Tesla shareholders are hours away from deciding the fate of Elon Musk’s $1 trillion pay package.
Tesla’s annual shareholder meeting kicks off Thursday afternoon at 4 p.m. ET at the company’s headquarters in Austin. A limited number of shareholders were invited to attend in person.
Tesla investors are voting on multiple proposals. Chief among them is Musk’s pay package, but shareholders will also consider proposals including whether Tesla should explore an investment in his AI startup, xAI. Investors will also decide whether to carve out Tesla share reserves for rewarding and attracting top talent (as well as allocating 208 million shares to “address the uncertainty” over Musk’s 2018 pay package, which remains snarled in a legal battle after a judge tossed it out).
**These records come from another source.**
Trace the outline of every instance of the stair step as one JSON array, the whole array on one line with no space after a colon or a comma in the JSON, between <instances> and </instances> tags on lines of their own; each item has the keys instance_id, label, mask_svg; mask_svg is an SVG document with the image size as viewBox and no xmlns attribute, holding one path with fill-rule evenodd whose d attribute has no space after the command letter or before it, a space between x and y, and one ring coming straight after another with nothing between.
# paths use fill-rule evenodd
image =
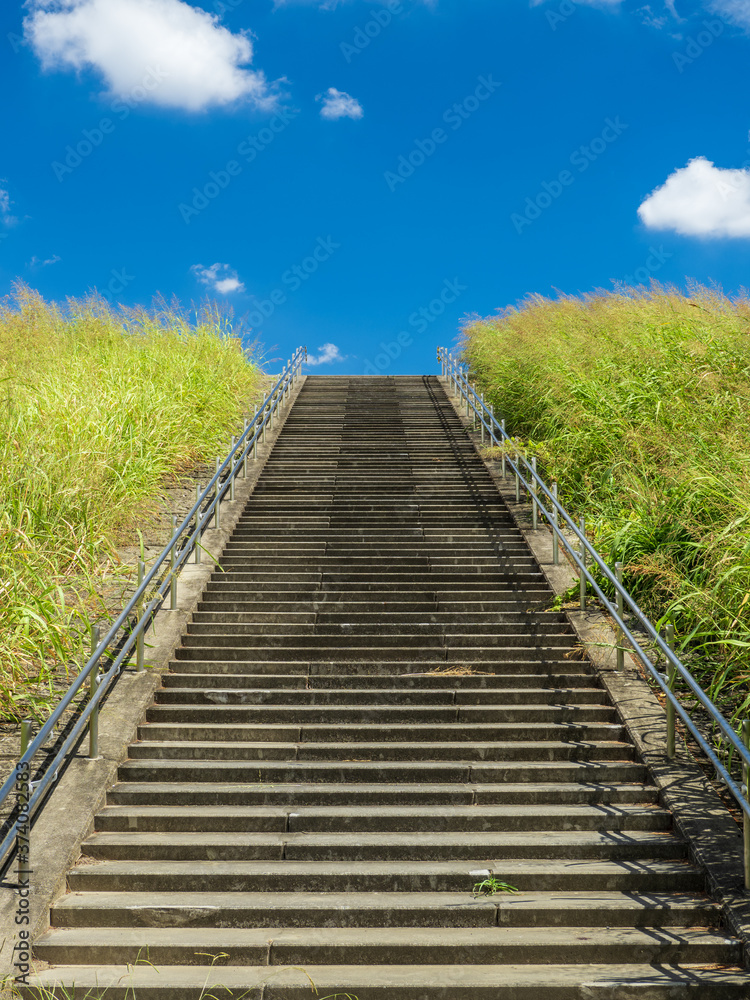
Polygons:
<instances>
[{"instance_id":1,"label":"stair step","mask_svg":"<svg viewBox=\"0 0 750 1000\"><path fill-rule=\"evenodd\" d=\"M47 989L75 983L107 1000L200 1000L211 991L226 1000L263 991L263 1000L309 1000L318 994L361 1000L747 1000L747 972L739 968L680 968L669 964L550 965L312 965L304 969L268 966L170 966L169 975L150 965L59 965L34 980ZM31 993L27 993L31 996ZM66 994L58 986L56 993ZM69 994L68 994L69 995ZM91 995L91 994L89 994Z\"/></svg>"},{"instance_id":2,"label":"stair step","mask_svg":"<svg viewBox=\"0 0 750 1000\"><path fill-rule=\"evenodd\" d=\"M258 806L107 806L96 817L97 831L381 832L511 830L668 830L671 815L648 805L453 805L261 808Z\"/></svg>"},{"instance_id":3,"label":"stair step","mask_svg":"<svg viewBox=\"0 0 750 1000\"><path fill-rule=\"evenodd\" d=\"M707 896L620 892L73 892L55 927L673 927L718 926Z\"/></svg>"},{"instance_id":4,"label":"stair step","mask_svg":"<svg viewBox=\"0 0 750 1000\"><path fill-rule=\"evenodd\" d=\"M352 965L537 965L550 960L591 963L606 951L612 962L669 964L684 961L735 964L739 941L718 931L580 927L287 927L287 928L59 928L40 938L36 953L52 962L135 963L148 950L149 962L212 965L226 953L234 966L300 966L314 962Z\"/></svg>"},{"instance_id":5,"label":"stair step","mask_svg":"<svg viewBox=\"0 0 750 1000\"><path fill-rule=\"evenodd\" d=\"M435 833L95 833L84 855L144 861L442 861L496 859L678 859L686 845L663 832L628 830Z\"/></svg>"},{"instance_id":6,"label":"stair step","mask_svg":"<svg viewBox=\"0 0 750 1000\"><path fill-rule=\"evenodd\" d=\"M545 773L538 777L547 777ZM440 805L452 808L459 805L505 804L536 805L593 803L610 805L614 803L656 802L658 795L653 785L619 784L607 782L564 782L544 784L510 781L500 784L476 785L469 782L449 784L434 782L429 784L368 784L349 782L346 784L327 783L287 783L274 782L252 784L242 782L173 781L120 781L109 792L110 803L154 805L171 802L173 806L255 804L257 807L274 804L285 805Z\"/></svg>"}]
</instances>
The new compensation plan is contingent on Musk achieving multiple lofty goals. To earn the full $1 trillion value, Musk must boost Tesla’s market cap to $8.5 trillion by 2035, sell 12 million vehicles a year, and deploy one million robotaxis and one million humanoid robots.
The pay package has proven controversial.
Weeks ahead of the vote, proxy advisory firms ISS and Glass Lewis have both urged shareholders to reject the proposal. On Tuesday, Norges Bank Investment Management, which manages Norway’s $2 trillion sovereign wealth fund, also said it had voted against the pay package over concerns about the lack of mitigation of Musk’s “key person risk” for Tesla. The fund is Tesla’s sixth-largest institutional shareholder and the world’s largest wealth fund.
Musk called the proxy firms “corporate terrorists” during Tesla’s recent earnings call, and board chair Robyn Denholm warned shareholders in an October letter that Musk could walk away from the company if they don’t approve his compensation.
Tesla’s shares have recovered from a sharp downturn earlier in the year, but its sales face an uncertain future after the end of the EV tax credit in the US and increased competition from other automakers.